A tendência também se reflete nos vestibulares. Na Fuvest, por exemplo, o curso teve a terceira maior relação candidato/vaga no ano passado, 61,10, atrás apenas de Medicina e Audiovisual. Em 2012, eram 31,4 por vaga.

Nas particulares, observa-se efeito semelhante – no Mackenzie, a procura avançou 35,4% em cinco anos. Segundo a direção da faculdade, o aumento está relacionado há “valorização crescente” da profissão e da compreensão de que esse profissional pode atuar em várias áreas, não apenas em atendimento clínico.

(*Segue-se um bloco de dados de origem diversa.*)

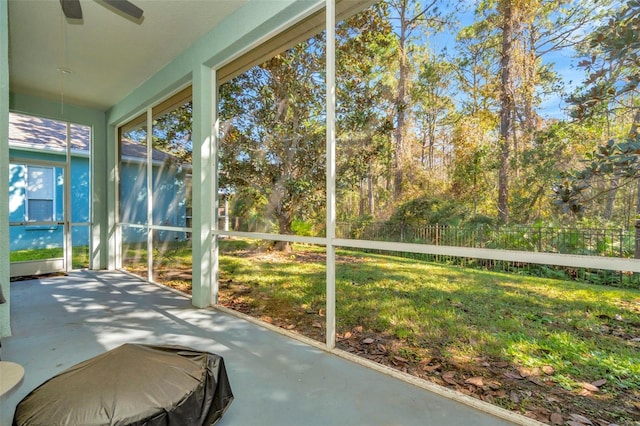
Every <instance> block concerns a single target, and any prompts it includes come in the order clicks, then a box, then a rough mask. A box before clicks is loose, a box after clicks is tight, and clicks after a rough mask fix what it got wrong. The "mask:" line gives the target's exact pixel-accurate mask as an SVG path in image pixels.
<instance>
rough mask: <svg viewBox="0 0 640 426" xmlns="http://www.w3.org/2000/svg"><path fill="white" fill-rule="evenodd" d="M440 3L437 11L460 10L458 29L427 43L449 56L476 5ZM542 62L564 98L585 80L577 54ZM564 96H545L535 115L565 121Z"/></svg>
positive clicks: (473, 12)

Para as entidades do setor, no entanto, o aumento da procura exige cautela já que estimula a abertura de muitos cursos na rede privada sem uma avaliação da qualidade do ensino. O assunto está em debate no Congresso. Dados do Censo da Educação Superior mostram que o número de instituições que oferecem o curso de Psicologia na rede particular cresceu 32% entre 2012 e 2016, passando de 419 para 531 cursos. Nas universidades públicas, o crescimento no mesmo período foi de apenas 4%.